The off-licence opposite my office, City Wines on Old Street, is always worth popping into. They have a small but well selected collection of goodies from the UK, US and further afield, including some local breweries like Kernel and Redchurch. I go in about twice a week to check on fresh deliveries of Kernel and see if they have made any good purchases from abroad, which they usually have, but none more so than last week. Seeing 3 Bear Republic beers, including Racer 5 at £2.50, is about the best thing one can do upon leaving work. One of my favourite beers in the world, this is well worth the money and I urge anyone in the area to go get some. There will almost certainly be none left though, as despite the store’s insistence on 2 per customer, my cunning disguises have allowed me to break this rule several times over.
Racer pours pale gold, with a thin foamy head which comes and goes throughout the beer. The aroma is slightly diminished after the long journey from California, but still offers a sweet shop scent, floral and sherberty with mango and strawberry jam hiding in the background. Taste wise it delivers all the things I want from a 7% IPA - sweet with ripe orange and tangerine, a bit of mango, and chewy, indulgent caramel up front. It moves to pithy, lemon, lime and grapefruit, and then into piney, resinous depth. A herbal, flinty character bridges the gap from this into creeping, intense bitterness which envelops the palate and grips all the way to the teeth, leaving you no choice but to delve back for the sweet fruit you were wallowing in seconds ago but which seems a distant memory now.

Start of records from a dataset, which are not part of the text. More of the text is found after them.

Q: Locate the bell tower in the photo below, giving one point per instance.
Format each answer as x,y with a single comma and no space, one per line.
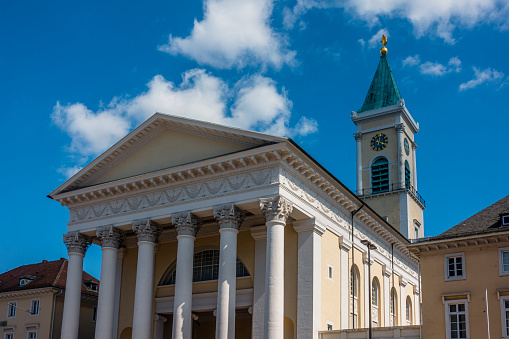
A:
386,147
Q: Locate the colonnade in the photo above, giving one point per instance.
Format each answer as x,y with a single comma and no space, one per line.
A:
275,210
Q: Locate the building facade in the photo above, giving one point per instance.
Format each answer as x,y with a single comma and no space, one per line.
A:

It is utterly drinkable and retains a fresh, clean and lively quality throughout which belies its high strength and dictates that one is not enough.
Red Rocket Ale had me in less of a love struck daze but was still good. Reddy brown, almost purple in colour, it smells of citrus, red fruit, sugar and booze, like crepes Suzette and a cherry pie. It tastes big, boozy and sweet, with biscuits, caramel, and nutty the most prominent words in my notebook. Surprisingly, it was refreshing and easy to drink, the sugar balanced by an aggressively bitter finish.

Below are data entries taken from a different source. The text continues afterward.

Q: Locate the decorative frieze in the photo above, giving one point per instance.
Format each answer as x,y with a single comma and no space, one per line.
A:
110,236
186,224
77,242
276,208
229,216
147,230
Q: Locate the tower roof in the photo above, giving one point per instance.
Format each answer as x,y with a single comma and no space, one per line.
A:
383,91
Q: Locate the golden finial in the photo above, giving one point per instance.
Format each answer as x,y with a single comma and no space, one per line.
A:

Then Hop Rod Rye appeared, chocolate brown and a big lush head, an alluring perfume of sweet tea and sherry - a good finish to the night. Candy sugar, slightly tart raisins, lemony tea, a depth that reminded me of nutty Oloroso sherry, and a barrel load of hops. It rarely happens, but it was a bit too bitter for me.
10 quid’s worth of drinking and worth every penny – I’m going back tomorrow and I hope the girl behind the counter doesn’t recognise me.